Pig faeces pollutes remote Penang island bay, affects seafood too


Dirty spot: Villagers showing the grey sludge along the Gertak Sanggul beach.

Dirty spot: Villagers showing the grey sludge along the Gertak Sanggul beach.

BALIK PULAU: Raw piggery waste has polluted the 1km beach of Gertak Sanggul, one of the most remote beaches on Penang island reachable by car.

Because it is a sheltered bay, marine biologists warn that extreme bacterial blooms can infect Gertak Sanggul’s seafood with harmful pathogens, from the salmonella bacteria to E-Coli and even the Hepatitis A virus.

Without strong tidal currents of the open sea, the grey sludge piles up on the sandy beach, while the bay’s water is turbid grey.

Villagers in this southwestern end of the island contacted The Star in Penang, appealing for their plight to be highlighted.

They claimed that about three months ago, at least one of the two pig farms in the foothills had been releasing raw waste into a stream that flows into the bay.

“Our bay is sheltered from open sea currents, so the waste takes a long time to disappear.

“When our fishermen come back, they end up washing their boats in grey water that smells of pig dung.

“Their bodies itch terribly after that,” said villager K.H. Cham, 55, whose husband is a fisherman.

Cham said after she and other villagers alerted the state government last month, officials from the Department of Environment arrived.

“We stopped seeing pig dung on our beach for a few weeks but now the problem is back,” she said.

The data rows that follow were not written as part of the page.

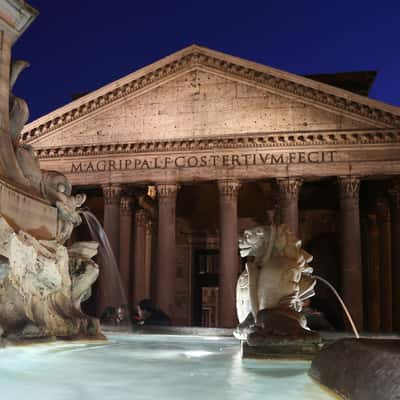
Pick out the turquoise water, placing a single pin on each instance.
(139, 367)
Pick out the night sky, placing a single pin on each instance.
(78, 46)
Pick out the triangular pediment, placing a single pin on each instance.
(201, 93)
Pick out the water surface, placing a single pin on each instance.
(141, 367)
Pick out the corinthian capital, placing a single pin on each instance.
(394, 193)
(167, 190)
(125, 206)
(229, 189)
(141, 217)
(289, 188)
(349, 187)
(112, 193)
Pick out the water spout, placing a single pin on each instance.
(346, 311)
(113, 293)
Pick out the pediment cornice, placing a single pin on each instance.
(300, 88)
(244, 142)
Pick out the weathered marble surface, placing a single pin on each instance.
(42, 286)
(360, 369)
(272, 290)
(42, 282)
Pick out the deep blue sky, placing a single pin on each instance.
(80, 45)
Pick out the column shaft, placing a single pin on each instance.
(109, 289)
(350, 242)
(139, 278)
(289, 189)
(125, 245)
(148, 257)
(166, 247)
(385, 265)
(373, 276)
(395, 235)
(228, 257)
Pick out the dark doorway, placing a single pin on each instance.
(205, 284)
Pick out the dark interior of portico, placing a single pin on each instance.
(197, 227)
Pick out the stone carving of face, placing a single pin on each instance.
(252, 242)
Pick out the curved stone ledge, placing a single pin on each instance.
(363, 369)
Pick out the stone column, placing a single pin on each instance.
(228, 257)
(148, 258)
(125, 245)
(373, 301)
(395, 234)
(166, 246)
(139, 282)
(350, 243)
(108, 282)
(289, 189)
(383, 214)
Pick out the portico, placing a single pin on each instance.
(187, 152)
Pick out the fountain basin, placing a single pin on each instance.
(360, 369)
(150, 367)
(27, 212)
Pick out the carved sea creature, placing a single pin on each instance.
(275, 284)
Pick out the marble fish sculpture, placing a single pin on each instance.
(271, 291)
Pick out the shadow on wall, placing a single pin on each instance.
(326, 263)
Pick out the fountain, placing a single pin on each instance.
(113, 292)
(271, 293)
(42, 282)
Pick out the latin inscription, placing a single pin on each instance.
(204, 161)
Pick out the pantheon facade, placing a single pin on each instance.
(179, 157)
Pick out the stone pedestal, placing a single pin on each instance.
(125, 245)
(107, 285)
(166, 246)
(229, 259)
(395, 234)
(289, 189)
(350, 243)
(139, 276)
(383, 214)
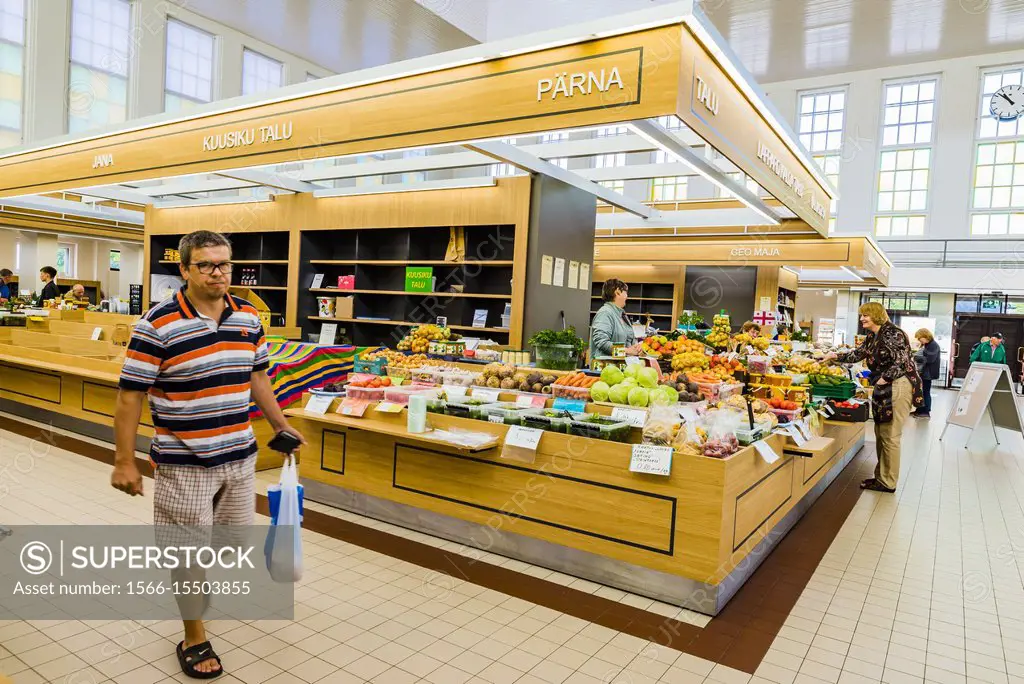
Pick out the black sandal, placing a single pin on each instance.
(193, 655)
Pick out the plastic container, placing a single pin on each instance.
(401, 394)
(503, 412)
(556, 356)
(465, 408)
(710, 390)
(458, 378)
(858, 415)
(561, 391)
(747, 436)
(550, 419)
(599, 427)
(843, 391)
(368, 393)
(728, 389)
(759, 365)
(785, 416)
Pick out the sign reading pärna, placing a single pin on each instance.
(583, 83)
(243, 137)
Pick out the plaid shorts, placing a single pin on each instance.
(198, 497)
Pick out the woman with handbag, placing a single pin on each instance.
(897, 389)
(928, 366)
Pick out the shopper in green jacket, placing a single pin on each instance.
(610, 325)
(990, 352)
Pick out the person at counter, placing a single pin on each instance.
(6, 290)
(76, 294)
(611, 326)
(47, 275)
(990, 350)
(928, 365)
(897, 389)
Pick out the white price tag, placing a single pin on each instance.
(318, 403)
(527, 401)
(454, 392)
(522, 437)
(797, 436)
(766, 452)
(651, 460)
(485, 393)
(635, 417)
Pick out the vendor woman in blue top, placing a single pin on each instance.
(611, 326)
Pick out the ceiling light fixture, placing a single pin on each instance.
(426, 185)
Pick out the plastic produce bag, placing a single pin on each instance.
(283, 549)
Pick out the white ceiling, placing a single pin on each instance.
(777, 40)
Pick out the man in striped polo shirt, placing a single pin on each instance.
(200, 356)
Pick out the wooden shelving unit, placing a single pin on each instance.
(654, 299)
(377, 258)
(255, 253)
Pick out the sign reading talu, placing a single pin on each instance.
(244, 137)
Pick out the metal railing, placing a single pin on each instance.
(961, 253)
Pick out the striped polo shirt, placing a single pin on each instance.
(198, 374)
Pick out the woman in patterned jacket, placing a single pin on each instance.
(897, 389)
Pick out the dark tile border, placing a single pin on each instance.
(738, 637)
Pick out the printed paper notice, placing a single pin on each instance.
(547, 264)
(573, 281)
(329, 331)
(635, 417)
(651, 460)
(766, 452)
(559, 276)
(318, 403)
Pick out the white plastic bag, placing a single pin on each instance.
(284, 541)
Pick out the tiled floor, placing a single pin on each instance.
(921, 586)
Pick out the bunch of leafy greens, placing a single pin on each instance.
(566, 336)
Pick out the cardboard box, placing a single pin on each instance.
(344, 307)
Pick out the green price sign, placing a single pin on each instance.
(419, 279)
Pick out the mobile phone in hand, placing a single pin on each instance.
(286, 442)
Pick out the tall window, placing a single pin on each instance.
(907, 131)
(11, 71)
(66, 261)
(189, 68)
(260, 73)
(97, 83)
(822, 121)
(997, 203)
(668, 189)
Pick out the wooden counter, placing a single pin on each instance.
(689, 539)
(70, 390)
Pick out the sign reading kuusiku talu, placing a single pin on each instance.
(243, 137)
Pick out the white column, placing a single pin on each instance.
(46, 69)
(147, 47)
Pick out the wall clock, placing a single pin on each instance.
(1008, 102)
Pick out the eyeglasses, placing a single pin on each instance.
(207, 267)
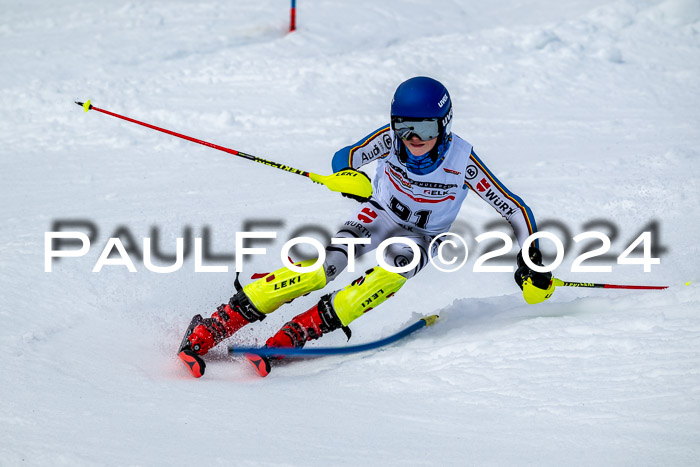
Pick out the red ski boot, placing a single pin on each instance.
(204, 333)
(310, 325)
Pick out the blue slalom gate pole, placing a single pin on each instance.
(319, 351)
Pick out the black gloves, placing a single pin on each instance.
(540, 280)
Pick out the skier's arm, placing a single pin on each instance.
(536, 286)
(482, 181)
(373, 146)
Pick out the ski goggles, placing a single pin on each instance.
(425, 128)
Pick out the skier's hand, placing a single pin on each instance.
(359, 199)
(536, 286)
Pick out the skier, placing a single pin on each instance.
(423, 175)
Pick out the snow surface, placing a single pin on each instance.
(587, 109)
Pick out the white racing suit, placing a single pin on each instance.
(404, 204)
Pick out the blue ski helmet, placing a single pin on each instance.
(423, 98)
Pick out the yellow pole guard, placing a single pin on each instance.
(534, 295)
(430, 320)
(345, 181)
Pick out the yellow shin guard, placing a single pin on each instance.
(284, 285)
(366, 293)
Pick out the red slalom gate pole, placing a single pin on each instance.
(344, 181)
(88, 106)
(561, 283)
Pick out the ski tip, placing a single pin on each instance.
(85, 105)
(430, 320)
(260, 364)
(193, 361)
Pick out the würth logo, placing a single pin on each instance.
(483, 185)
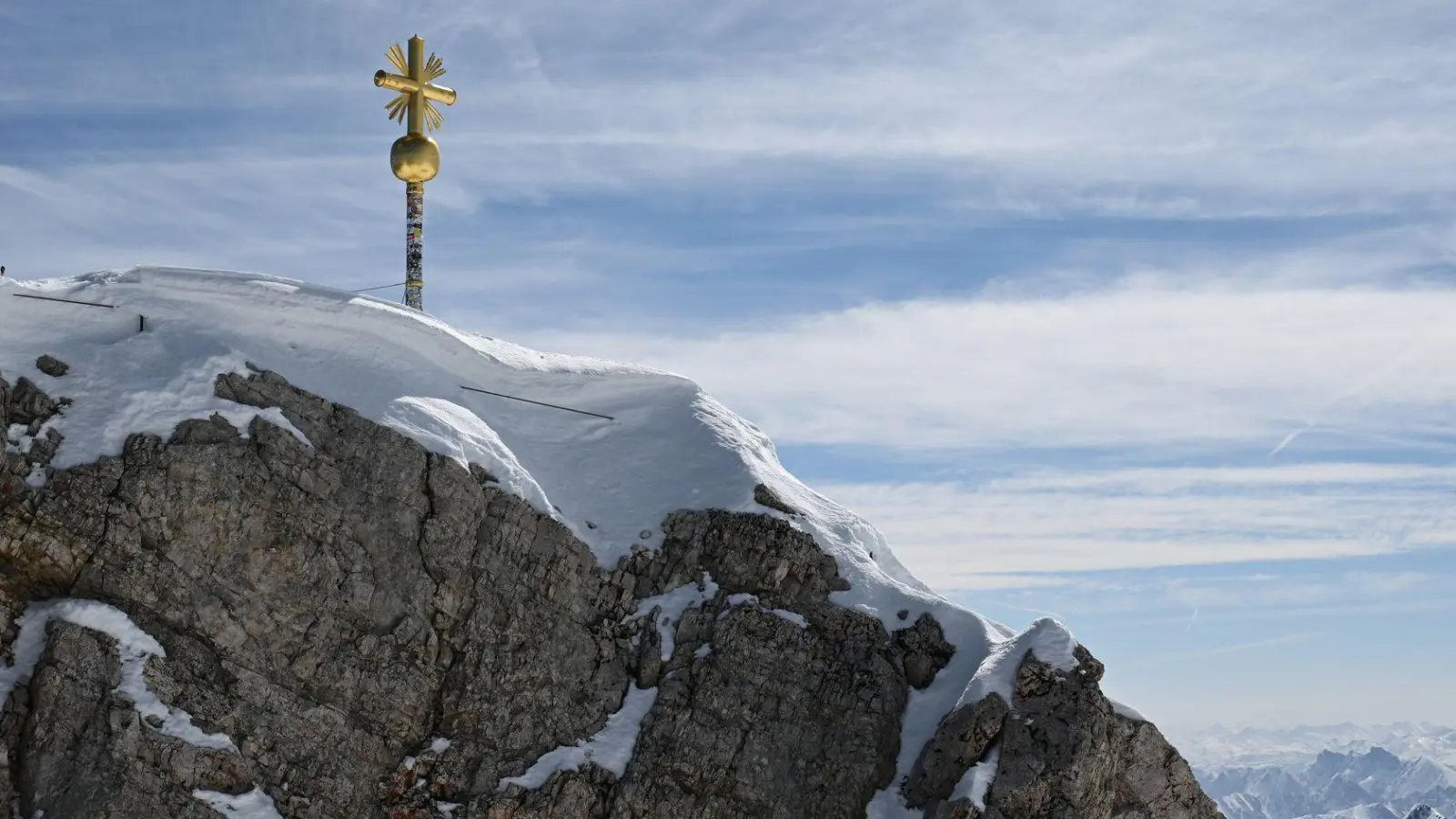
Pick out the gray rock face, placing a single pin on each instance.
(1065, 753)
(337, 605)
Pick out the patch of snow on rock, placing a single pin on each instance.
(252, 804)
(611, 748)
(673, 603)
(977, 780)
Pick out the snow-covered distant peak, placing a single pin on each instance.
(1358, 812)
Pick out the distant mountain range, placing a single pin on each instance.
(1346, 771)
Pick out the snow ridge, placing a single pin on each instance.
(670, 446)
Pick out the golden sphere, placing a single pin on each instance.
(414, 157)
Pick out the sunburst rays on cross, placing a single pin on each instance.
(399, 106)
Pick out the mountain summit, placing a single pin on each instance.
(278, 551)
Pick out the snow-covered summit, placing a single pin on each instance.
(147, 347)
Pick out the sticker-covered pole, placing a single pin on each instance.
(415, 245)
(415, 157)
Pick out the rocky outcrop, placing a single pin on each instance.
(385, 632)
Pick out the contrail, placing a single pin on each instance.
(1402, 363)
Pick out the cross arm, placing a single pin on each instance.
(407, 85)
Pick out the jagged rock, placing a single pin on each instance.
(924, 651)
(335, 603)
(960, 741)
(51, 366)
(763, 496)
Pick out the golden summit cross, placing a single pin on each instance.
(415, 157)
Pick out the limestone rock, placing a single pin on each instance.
(51, 366)
(341, 603)
(1065, 753)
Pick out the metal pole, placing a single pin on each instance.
(415, 245)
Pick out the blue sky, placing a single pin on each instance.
(1140, 317)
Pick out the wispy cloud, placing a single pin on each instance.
(1123, 366)
(989, 535)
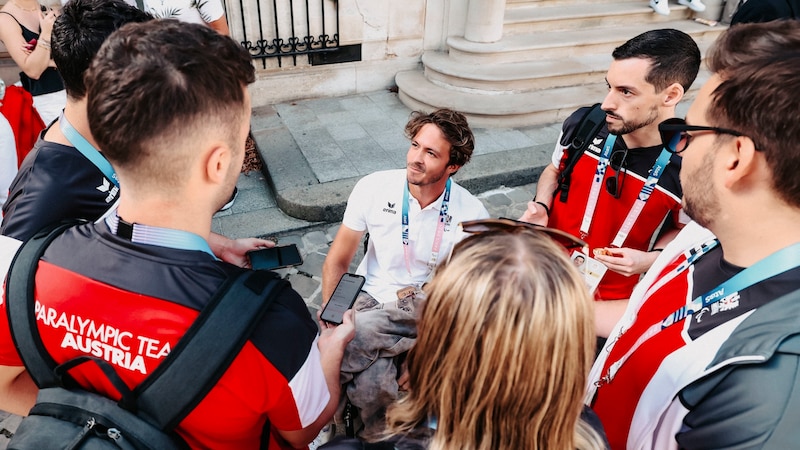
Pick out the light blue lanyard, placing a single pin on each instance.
(594, 191)
(87, 149)
(162, 237)
(647, 189)
(437, 240)
(774, 264)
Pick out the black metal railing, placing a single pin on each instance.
(286, 28)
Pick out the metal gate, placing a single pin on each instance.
(283, 29)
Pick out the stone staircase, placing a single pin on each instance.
(551, 59)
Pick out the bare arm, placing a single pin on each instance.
(548, 181)
(332, 342)
(340, 255)
(33, 63)
(628, 261)
(220, 26)
(234, 251)
(17, 390)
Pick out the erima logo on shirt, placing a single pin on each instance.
(105, 186)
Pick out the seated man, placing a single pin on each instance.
(412, 218)
(147, 268)
(66, 175)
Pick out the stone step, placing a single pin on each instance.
(506, 109)
(520, 76)
(513, 77)
(577, 16)
(560, 44)
(511, 4)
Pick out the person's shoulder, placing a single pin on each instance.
(50, 157)
(571, 123)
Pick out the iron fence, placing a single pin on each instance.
(279, 29)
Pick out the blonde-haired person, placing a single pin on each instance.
(505, 342)
(25, 30)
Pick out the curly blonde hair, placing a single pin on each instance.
(505, 342)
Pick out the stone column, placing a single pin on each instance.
(485, 20)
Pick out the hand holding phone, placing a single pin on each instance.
(343, 298)
(275, 257)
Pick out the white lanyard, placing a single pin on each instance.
(437, 240)
(644, 194)
(594, 192)
(641, 200)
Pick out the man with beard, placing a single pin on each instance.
(412, 218)
(707, 354)
(624, 197)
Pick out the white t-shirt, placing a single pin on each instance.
(376, 206)
(192, 11)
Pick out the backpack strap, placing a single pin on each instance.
(210, 345)
(591, 123)
(191, 369)
(20, 306)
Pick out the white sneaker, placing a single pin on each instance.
(694, 5)
(325, 435)
(661, 7)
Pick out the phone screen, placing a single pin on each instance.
(275, 257)
(343, 298)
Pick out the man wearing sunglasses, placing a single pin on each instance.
(707, 354)
(624, 196)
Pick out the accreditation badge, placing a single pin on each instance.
(591, 269)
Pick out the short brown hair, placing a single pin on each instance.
(759, 95)
(454, 127)
(160, 82)
(674, 56)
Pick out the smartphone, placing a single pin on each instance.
(275, 257)
(343, 298)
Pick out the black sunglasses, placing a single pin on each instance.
(614, 183)
(675, 136)
(504, 224)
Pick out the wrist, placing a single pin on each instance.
(546, 208)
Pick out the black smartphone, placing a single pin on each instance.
(275, 257)
(343, 298)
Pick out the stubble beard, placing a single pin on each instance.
(630, 127)
(700, 201)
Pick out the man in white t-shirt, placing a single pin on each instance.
(209, 12)
(412, 218)
(441, 142)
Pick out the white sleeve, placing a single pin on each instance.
(558, 152)
(357, 204)
(309, 388)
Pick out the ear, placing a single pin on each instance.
(672, 94)
(217, 161)
(740, 160)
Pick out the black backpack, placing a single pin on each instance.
(66, 416)
(590, 124)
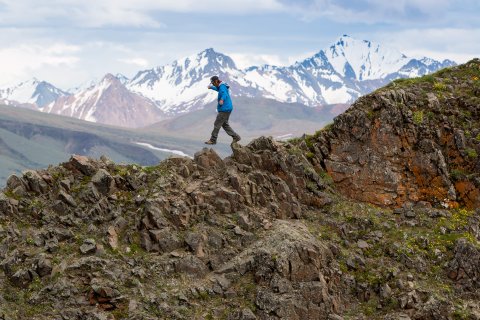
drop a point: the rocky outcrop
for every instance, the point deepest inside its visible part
(409, 143)
(266, 233)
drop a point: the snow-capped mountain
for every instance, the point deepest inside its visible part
(34, 92)
(109, 102)
(337, 75)
(182, 86)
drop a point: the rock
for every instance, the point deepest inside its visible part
(208, 158)
(44, 266)
(191, 265)
(112, 237)
(35, 182)
(385, 291)
(16, 185)
(165, 240)
(82, 164)
(51, 245)
(464, 268)
(22, 278)
(410, 214)
(362, 244)
(247, 314)
(196, 243)
(104, 182)
(68, 199)
(88, 246)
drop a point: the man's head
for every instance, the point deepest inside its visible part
(215, 81)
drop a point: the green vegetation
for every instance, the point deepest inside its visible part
(471, 153)
(418, 117)
(439, 86)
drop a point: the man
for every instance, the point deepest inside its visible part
(224, 109)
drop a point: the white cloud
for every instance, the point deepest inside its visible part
(381, 11)
(133, 13)
(245, 60)
(22, 62)
(140, 62)
(437, 43)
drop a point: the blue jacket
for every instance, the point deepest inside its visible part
(224, 95)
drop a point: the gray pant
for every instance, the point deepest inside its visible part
(222, 122)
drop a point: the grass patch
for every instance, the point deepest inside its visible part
(439, 86)
(418, 117)
(471, 153)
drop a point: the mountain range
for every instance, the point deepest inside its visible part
(349, 68)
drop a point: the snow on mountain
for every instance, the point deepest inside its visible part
(340, 74)
(109, 102)
(182, 86)
(337, 75)
(33, 91)
(363, 60)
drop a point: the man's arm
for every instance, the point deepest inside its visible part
(211, 86)
(222, 93)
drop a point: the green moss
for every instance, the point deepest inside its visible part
(326, 178)
(418, 117)
(439, 86)
(471, 153)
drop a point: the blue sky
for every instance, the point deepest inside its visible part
(70, 42)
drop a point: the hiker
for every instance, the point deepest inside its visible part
(224, 109)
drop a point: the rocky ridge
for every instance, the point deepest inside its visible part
(270, 232)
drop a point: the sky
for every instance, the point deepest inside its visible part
(70, 43)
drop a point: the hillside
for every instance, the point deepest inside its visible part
(368, 218)
(34, 140)
(251, 118)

It is learnt that there are two pig farms in Gertak Sanggul and they have a combined pig population of about 1,000.

Cham said she knew the farmers but did not confront them about the pig waste.

Collateral damage: The remains of what looked like a catfish found on the beach.
Collateral damage: The remains of what looked like a catfish found on the beach.

“We complained to our village head, but he wasn’t able to do anything.

“We are not trying to give the farmers trouble. Who wants to do that? But we can’t just let our beach be destroyed by pig dung,” she said.

Marine biologist Prof Dr Zulfigar Yasin, from Universiti Sains Malaysia, said it was “faecal contamination at its worst”.

“It is a sheltered bay with mild currents. It is shallow with a small volume of water, so the faecal matter will be so concentrated that it will create bacterial blooms,” he said.

He said all shellfish, from clams to shrimps, would feed on the pig dung and absorb the deadly pathogens.

“In the 90s, the smell of pig dung permeated the air at Penang International Airport, especially on wet mornings. I wonder how many Penangites remember that.

“Many of the pig farms are centralised in areas on the mainland now, so I am shocked to see pig dung still appearing on our island’s beach. The state government really has to handle this.

“Pig farms need to be centralised and convert to closed systems. When they are clustered, there will be an economy of scale for them to share a waste treatment system,” said Dr Zulfigar.

State Environment Committee chairman Phee Boon Poh said the state Department of Environment was aware of the pollution and had met the pig farmers previously.

“We will follow up on the villagers’ plea,” he said.